精神的な面でも成長した?「忍耐力がついたと思います。前はよくキレちゃって、味方にも怒ったりしたんですけど、今もまだチョッとあるけど(笑)、少し大人になったかなと思います。」
そして4月3日の東京ダービーでは決勝点となる、素晴らしいヘディングでのゴールを奪う。「ナオさん(石川選手)からのファーサイドからのクロスが入るときにクリさん(栗澤選手)が自分を見てたので、あーこれはゼッタイ来るな!と思いました。」素晴らしいコンビネーションでの完璧なゴール。ヴェルディ戦に強いですね?「いやあ、どうなんでしょう(笑)」「ヴェルディ戦は小林大悟選手や根占選手など同世代の選手が気になりました。負けたくなかった。森本選手っていうよりも。」ちなみにゴール後の“お腹見せポーズ”は「ユニフォームだけバサバサやろうと思ってたらアンダーシャツも一緒にめくっちゃいました。」

今ちゃんと仲良し
「ヴェルディ戦の前日に今ちゃん(今野選手)と部屋で話しているとき「ゼッタイ明日は決めるから!」と宣言しました。」「今ちゃんは大人しいけど面白い。」と、今野選手とユータ選手はとても気が合うのだそう。「食事に出かけるときはいつも今ちゃんと一緒ですね。」(ちなみにこの日も私たちの取材が終わるまでユータ選手を待っていた今野選手。写真撮影のとき「今ちゃんが見てる〜!」とそばにいた今野選手の存在に気付き照れていたユータ選手でした。)

愛犬ルーちゃんと憩いのひと時
OFFの日は買い物をしたり、実家に帰ったり。膝を手術する少し前から飼い始めた、ミニチュアダックスの「ルーちゃん」に会いに実家に帰ることが多いとか。「カワイイですね〜!」とおもわず愛犬の話になるとニッコリのユータ選手。

「大人になったユータを観に来て欲しい!」
華々しい復活ゴールでファンの期待も一気に膨らんだが、ユータ選手自身はまだ膝に痛みがあり、「時間限定でしか試合にでることが出来ない」ようだが、「痛みは時間が解決してくれるんで。90分出られるようになるまでは“もうちょい”です。頑張ります。」そして「ケリーが戻ってきても左右のサイドもフォワードでも出来るので試合に出たいです。自分の持ち味はパス・ドリブルだけど、試合に出るときには『点をとる』ことを常に意識してます。」としっかりと言い切るユータ選手。「ケガや手術をして、試合に出られず、長い間リハビリをして、辛いこともたくさんあったけど、今Jのピッチに立てる喜びを感じています。今年はとにかくアピールして得点を多くとっていきたいです。ぜひ多くの方にスタジアムに足を運んでいただいて、応援お願いします。今年の目標は「10点とりたい!」」と今年にかける決意を語ってくれました。 がんばれユータ!!

「ある激励会で話す機会があったが、思いがけず(笑)しっかりとしていて、若手の中でも一番礼儀正しかったのでそれ以来応援してます。
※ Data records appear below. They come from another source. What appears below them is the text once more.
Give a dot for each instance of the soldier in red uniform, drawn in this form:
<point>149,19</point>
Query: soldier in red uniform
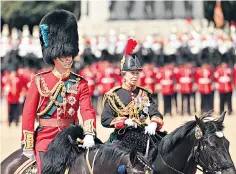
<point>55,96</point>
<point>204,80</point>
<point>184,78</point>
<point>13,90</point>
<point>165,76</point>
<point>223,79</point>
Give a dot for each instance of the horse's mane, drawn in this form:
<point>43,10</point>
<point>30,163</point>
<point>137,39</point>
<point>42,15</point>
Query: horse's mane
<point>110,153</point>
<point>61,153</point>
<point>174,138</point>
<point>135,138</point>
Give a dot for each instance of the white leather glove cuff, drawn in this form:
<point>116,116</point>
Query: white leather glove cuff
<point>88,141</point>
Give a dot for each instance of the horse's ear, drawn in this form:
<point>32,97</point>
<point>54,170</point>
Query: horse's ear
<point>153,155</point>
<point>222,117</point>
<point>133,155</point>
<point>199,122</point>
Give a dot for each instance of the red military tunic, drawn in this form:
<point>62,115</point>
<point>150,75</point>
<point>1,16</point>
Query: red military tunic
<point>203,77</point>
<point>90,77</point>
<point>13,88</point>
<point>223,75</point>
<point>149,77</point>
<point>234,73</point>
<point>107,80</point>
<point>76,95</point>
<point>184,79</point>
<point>165,76</point>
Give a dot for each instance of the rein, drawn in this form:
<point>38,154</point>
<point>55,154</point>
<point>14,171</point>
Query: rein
<point>88,163</point>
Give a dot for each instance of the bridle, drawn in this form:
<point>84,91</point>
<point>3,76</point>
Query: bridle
<point>200,148</point>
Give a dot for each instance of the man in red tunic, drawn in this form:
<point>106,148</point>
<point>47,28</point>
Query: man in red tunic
<point>55,96</point>
<point>224,84</point>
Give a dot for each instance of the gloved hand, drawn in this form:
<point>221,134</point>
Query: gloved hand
<point>151,128</point>
<point>129,122</point>
<point>88,141</point>
<point>29,154</point>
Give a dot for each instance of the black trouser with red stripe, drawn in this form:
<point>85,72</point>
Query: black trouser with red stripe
<point>14,113</point>
<point>207,102</point>
<point>167,104</point>
<point>226,98</point>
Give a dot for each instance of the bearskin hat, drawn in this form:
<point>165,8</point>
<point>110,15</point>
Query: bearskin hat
<point>58,35</point>
<point>130,62</point>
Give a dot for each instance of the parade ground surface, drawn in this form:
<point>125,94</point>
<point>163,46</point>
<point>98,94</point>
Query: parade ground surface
<point>10,136</point>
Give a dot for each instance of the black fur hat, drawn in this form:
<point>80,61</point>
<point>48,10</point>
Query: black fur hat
<point>59,35</point>
<point>129,62</point>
」とは味の素スタジアム特集で取材させていただいた某氏のユータ評。
182がお話させていただいたときのユータ選手は、やはり非常にしっかりと自分の意見を話し、彼の今年にかけるアツイ決意がとても伝わってきました。
唯一照れていたのは(笑)本誌内にもありますが、取材中に今野選手が後ろで聞いていたことに気づいた時。やはり、取材でまじめな話をしているところを仲間に聞かれるのは、何か恥ずかしいんでしょうね。